Männer bestimmen des Weiteren Marilyns Werdegang. Kumpelhaft umschwärmt sie das Pack der Showbusiness-Kollegen Frank Sinatra (Conal Francis-Martin), Sammy Davis Jr. (Giovanni Visone) und Dean Martin (Davide Sioni). Aggressiver in punkto seiner Besitzansprüche tritt Denis Piza in der Rolle des Baseballstars JoeDiMaggio auf. Die Beziehung zerbricht an Marilyns zunehmender Berühmtheit. Als Kulisse für die Trennung ragen ihre Beine in Form eines riesigen Pappaufstellers bis zur Decke.

Die zärtlicher angelegte Amour zum Schriftsteller Arthur Miller (in seiner Hingabe überaus elegant: Orazio Di Bella) nimmt in New Yorks imposanten Wolkenkratzerschluchten quer über einen Steg aus Filmequipment-Boxen ihren Lauf auf.
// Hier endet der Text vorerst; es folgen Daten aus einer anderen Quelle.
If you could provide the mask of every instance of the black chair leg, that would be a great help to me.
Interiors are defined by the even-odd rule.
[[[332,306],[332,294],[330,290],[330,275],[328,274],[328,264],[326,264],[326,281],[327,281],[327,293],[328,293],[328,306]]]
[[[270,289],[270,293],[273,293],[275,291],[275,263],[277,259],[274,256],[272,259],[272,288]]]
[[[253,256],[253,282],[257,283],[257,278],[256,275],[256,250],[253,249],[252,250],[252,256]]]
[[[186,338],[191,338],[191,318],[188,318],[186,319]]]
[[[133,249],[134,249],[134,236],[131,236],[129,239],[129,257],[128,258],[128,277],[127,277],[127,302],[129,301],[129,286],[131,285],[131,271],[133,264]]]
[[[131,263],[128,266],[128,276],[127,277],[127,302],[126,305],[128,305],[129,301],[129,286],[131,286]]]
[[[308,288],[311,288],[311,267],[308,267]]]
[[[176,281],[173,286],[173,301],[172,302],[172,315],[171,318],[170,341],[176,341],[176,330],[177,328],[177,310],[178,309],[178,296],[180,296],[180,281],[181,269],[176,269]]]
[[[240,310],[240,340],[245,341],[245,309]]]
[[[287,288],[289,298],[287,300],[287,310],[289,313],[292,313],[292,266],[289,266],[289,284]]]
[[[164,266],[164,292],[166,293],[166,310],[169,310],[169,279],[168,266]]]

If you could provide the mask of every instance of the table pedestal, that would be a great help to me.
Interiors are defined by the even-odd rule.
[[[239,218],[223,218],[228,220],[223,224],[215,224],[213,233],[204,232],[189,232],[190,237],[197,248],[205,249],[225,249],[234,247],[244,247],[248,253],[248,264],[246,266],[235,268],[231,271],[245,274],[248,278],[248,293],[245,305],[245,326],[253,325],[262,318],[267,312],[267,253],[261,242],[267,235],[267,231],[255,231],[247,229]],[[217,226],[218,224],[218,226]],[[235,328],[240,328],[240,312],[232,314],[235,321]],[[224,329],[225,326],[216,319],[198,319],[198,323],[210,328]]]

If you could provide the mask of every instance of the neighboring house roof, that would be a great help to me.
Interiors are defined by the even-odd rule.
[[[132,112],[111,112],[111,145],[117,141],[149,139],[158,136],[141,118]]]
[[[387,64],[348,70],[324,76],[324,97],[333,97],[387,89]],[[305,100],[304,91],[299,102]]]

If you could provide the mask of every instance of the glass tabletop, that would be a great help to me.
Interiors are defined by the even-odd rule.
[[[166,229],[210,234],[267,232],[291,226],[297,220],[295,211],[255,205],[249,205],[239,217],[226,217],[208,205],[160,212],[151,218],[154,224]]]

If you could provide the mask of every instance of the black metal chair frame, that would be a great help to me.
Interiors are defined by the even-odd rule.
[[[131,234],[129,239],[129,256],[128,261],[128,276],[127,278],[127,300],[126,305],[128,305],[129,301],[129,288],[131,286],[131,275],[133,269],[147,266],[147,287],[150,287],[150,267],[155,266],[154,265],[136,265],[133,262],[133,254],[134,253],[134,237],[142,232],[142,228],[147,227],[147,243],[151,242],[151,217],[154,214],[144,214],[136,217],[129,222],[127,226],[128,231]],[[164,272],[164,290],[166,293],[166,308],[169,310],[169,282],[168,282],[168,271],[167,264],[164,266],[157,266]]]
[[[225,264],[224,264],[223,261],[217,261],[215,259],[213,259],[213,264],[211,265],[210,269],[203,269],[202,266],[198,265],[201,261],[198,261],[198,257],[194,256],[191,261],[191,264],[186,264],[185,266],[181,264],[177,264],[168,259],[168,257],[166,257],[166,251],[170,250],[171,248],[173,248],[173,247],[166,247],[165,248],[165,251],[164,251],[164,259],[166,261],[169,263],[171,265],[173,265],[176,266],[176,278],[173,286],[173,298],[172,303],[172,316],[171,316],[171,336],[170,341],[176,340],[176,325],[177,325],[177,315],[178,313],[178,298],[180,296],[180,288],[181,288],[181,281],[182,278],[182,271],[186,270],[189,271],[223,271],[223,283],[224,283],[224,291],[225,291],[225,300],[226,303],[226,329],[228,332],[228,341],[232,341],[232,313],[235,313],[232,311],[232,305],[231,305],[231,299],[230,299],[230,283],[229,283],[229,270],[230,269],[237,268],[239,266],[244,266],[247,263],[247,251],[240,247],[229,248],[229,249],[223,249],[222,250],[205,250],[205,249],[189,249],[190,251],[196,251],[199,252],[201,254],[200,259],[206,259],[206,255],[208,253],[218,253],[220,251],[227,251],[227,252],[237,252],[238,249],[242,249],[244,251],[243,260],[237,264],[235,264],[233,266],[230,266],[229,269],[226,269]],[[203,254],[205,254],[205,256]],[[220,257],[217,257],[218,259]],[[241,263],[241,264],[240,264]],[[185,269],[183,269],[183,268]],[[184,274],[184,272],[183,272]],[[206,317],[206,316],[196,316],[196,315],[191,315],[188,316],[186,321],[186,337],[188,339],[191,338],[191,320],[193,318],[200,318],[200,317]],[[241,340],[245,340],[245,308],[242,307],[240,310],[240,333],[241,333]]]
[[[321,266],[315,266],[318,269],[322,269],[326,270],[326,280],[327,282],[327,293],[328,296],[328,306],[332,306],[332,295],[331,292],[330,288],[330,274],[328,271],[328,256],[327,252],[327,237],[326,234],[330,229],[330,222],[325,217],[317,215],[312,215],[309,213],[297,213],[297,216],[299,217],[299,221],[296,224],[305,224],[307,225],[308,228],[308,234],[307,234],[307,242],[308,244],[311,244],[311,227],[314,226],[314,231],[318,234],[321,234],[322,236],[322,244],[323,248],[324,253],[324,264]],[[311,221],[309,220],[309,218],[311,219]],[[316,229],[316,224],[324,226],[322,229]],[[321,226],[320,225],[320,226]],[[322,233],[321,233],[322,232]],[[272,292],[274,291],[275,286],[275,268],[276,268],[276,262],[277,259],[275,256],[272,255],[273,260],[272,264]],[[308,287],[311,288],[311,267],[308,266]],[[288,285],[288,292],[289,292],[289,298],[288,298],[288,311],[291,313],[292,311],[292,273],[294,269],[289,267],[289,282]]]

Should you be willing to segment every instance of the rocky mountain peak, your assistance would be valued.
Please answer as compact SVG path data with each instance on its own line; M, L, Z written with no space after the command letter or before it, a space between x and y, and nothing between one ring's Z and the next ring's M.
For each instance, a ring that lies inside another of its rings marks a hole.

Je höher hinauf die Kamera steigt, desto mehr wird auch der Zuschauer vom Schwindelgefühl dieser Liebe ergriffen. Zum Schluss – und der gerät Jörg Mannes in seiner Abruptheit leider fast zu kurz – wetteifern in einem Trio die Kennedy-Brüder John (Conal Francis-Martin) und Bobby (Davide Sioni) um Monroes Gunst. Hinter einer schmalen, halbgeöffneten und überdimensional hohen Tür bewegen sich im Wind die weiß-roten Streifen der amerikanischen Flagge. 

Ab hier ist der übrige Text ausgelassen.